2. Next, decide which bank BEST meets your individual needs and which one(s) do not. Then open and fund your account or accounts (checking and savings) at the new bank. If you use Ally Bank, it’s really easy since they have no minimum on their opening deposits.
3. After your new accounts are funded, switch your direct deposits and automatic payments to your new bank. From that point on, write any checks from your new account. This will begin the real process of turning your new account into your primary one.
4. At this point, update your checking account information for any linked online accounts, such as credit cards or money transfer accounts like PayPal.
5. Wait for checks and other payments to clear at your old bank. Don’t be in a hurry to close your old bank account and definitely don’t move all your money out. Why? If there are any outstanding checks or automatic payments you forgot about, they WILL bounce. As a matter of fact, it’s a good idea to leave some cash in your old account, waiting 30 days after you’ve switched everything over. We want to make sure we didn’t forget anything and we want to make sure other financial institutions changed over their account info in a timely manner.

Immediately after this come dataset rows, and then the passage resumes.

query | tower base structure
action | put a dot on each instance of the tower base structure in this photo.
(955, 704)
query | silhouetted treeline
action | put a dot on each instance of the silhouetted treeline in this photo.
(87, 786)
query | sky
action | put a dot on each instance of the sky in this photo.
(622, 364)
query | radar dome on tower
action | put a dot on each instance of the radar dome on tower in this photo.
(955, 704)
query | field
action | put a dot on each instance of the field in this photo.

6. Only after ALL outstanding checks have cleared and ALL scheduled payments have been transferred to your new account should you close your old bank account. Simply contact the bank by email, phone, mail or in person and let them know you’d like to close your account. The bank will cut you a check for your remaining balance, or you can link your old checking account to your new one and transfer the funds out electronically. If your old account has a minimum account balance requirement, it may be safer to let the bank cut you a check so you don’t risk incurring any fees.

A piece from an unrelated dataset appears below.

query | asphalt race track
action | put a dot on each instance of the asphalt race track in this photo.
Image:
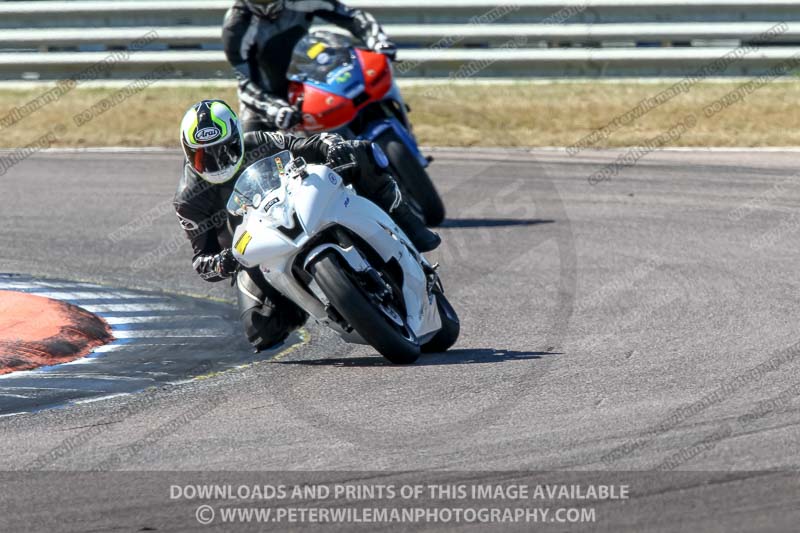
(645, 322)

Switching a bank account is easy
Easy IF you’ve maintained records about your outstanding checks and automatic deposits. Before you make the switch, go ahead and open your new account, but closely examine your old account’s statements so you don’t forget about scheduled payments for things like:
- Insurance (car, life, health, disability, etc)
- Mortgage or lease payments
- Automatic transfers into other accounts (savings, Christmas Club, etc)
- Automatic payments to creditors (credit cards, car loans, doctors, dentists, home equity loans, etc)
- Dues for Scouts, Rotary, Kiwanis, or any other social organization
- Other services you pay for on automatic payments
It might be a good idea to go over your account with a fine toothed comb, stretching back up to a year, just to make sure you haven’t left anything off. When I’ve changed banks in the past, I always left a small amount of money in the old account … about $50, just in case, until I’ve gone through at least one bank account cycle.